Herein, we introduce a protocol for preparing liposomes using high-pressure CO₂, water and direct ultrasonication (HPC-D) allowing rapid formation of liposomes in a single-step. In the HPC-D method, phospholipid suspensions were treated at temperatures from 25 °C to 70 °C and pressures from 4 MPa to 6.8 MPa with direct ultrasonication. The liposomes produced from HPC-D had an average particle size of 159 ± 2 nm to 136 ± 8 nm at liposome recovery yields up to 95.3 ± 4.6 %. A mechanism for the HPC-D method is proposed, in which the micro-phase separation between water-CO₂ interface increases surface area and phospholipids act as surfactants and reassemble into small liposome particles. Drug loading (DL) and encapsulation efficiency (EE) of liposomes obtained with the HPC-D method for Cyclosporin A gave DL values of 37.4 ± 3.4 % and EE of 79.7 ± 2.5 %, confirming efficient entrapment.

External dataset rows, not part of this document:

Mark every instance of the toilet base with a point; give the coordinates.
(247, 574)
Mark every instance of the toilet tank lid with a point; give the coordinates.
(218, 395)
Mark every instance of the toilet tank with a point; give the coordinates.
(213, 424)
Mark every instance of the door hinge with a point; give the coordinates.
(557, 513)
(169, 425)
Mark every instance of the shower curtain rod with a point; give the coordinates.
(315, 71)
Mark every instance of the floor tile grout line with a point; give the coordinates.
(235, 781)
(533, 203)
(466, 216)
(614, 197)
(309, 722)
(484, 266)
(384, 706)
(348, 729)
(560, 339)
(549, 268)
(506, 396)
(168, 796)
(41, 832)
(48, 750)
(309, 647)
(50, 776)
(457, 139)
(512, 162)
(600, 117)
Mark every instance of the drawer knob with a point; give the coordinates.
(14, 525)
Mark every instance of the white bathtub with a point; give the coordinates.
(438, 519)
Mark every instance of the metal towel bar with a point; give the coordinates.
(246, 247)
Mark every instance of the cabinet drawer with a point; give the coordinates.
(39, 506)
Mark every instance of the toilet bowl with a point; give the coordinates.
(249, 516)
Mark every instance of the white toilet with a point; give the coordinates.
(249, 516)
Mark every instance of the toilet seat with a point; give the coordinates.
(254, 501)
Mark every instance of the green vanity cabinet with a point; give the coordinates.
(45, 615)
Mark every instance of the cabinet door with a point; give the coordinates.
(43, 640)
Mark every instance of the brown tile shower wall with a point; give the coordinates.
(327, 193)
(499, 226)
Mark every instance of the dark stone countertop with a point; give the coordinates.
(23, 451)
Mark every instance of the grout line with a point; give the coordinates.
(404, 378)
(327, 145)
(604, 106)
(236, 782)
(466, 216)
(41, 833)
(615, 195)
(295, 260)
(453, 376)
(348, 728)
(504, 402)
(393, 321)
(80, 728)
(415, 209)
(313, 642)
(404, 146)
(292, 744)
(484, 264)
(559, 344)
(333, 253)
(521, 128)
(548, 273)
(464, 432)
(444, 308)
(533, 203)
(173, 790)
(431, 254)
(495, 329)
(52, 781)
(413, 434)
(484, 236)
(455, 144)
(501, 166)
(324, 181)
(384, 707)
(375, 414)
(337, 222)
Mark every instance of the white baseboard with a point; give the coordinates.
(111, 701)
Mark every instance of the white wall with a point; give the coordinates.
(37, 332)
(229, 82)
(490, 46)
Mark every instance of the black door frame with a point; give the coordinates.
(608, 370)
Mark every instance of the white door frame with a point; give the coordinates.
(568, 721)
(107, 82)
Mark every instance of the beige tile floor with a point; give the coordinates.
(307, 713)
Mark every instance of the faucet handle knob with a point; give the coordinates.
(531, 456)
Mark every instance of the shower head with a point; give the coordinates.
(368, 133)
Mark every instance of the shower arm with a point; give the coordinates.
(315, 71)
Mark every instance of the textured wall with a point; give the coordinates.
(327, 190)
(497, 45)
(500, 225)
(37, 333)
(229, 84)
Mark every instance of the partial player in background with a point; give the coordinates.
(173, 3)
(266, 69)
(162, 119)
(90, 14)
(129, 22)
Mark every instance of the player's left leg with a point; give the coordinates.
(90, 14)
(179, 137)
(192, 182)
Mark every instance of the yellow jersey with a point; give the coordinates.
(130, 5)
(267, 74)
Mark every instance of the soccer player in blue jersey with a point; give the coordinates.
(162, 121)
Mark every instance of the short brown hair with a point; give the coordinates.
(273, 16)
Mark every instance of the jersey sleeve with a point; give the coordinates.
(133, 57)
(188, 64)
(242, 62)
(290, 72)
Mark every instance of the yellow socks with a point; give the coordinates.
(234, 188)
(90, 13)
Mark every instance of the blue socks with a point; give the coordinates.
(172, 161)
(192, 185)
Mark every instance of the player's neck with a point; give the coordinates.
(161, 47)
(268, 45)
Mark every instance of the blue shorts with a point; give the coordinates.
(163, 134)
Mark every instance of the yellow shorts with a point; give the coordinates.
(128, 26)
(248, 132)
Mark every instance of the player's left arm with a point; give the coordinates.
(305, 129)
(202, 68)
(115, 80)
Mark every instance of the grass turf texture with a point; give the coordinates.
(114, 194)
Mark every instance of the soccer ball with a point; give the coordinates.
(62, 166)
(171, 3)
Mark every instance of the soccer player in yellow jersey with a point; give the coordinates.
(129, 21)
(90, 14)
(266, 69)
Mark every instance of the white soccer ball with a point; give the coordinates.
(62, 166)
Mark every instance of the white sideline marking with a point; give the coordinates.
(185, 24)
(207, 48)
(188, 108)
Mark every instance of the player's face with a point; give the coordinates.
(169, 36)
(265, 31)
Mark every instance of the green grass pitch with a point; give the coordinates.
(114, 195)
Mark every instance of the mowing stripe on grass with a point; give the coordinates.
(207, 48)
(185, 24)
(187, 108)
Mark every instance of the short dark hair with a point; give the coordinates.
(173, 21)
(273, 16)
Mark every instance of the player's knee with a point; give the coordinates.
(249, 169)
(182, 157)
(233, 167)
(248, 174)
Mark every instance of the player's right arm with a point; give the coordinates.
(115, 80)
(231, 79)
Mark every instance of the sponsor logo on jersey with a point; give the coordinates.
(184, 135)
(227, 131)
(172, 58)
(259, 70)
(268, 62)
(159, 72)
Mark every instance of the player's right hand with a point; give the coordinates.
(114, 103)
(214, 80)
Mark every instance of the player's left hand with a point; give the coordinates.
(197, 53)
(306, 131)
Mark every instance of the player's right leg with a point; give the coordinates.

在本文中，我们介绍了一种使用高压CO ₂，水和直接超声（HPC-D）制备脂质体的方案，该步骤可在一个步骤中快速形成脂质体。在HPC-D方法中，直接超声处理在25°C至70°C的温度和4 MPa至6.8 MPa的压力下处理磷脂悬浮液。由HPC-D生产的脂质体的平均粒径为159±2 nm至136±8 nm，脂质体的回收率高达95.3±4.6％。提出了一种HPC-D方法的机理，其中水-CO ₂之间的微相分离界面增加表面积，磷脂充当表面活性剂并重新组装成小的脂质体颗粒。用HPC-D方法测得的环孢菌素A的脂质体的载药量（DL）和包封效率（EE）得到的DL值为37.4±3.4％，EE为79.7±2.5％，证实了有效的包封。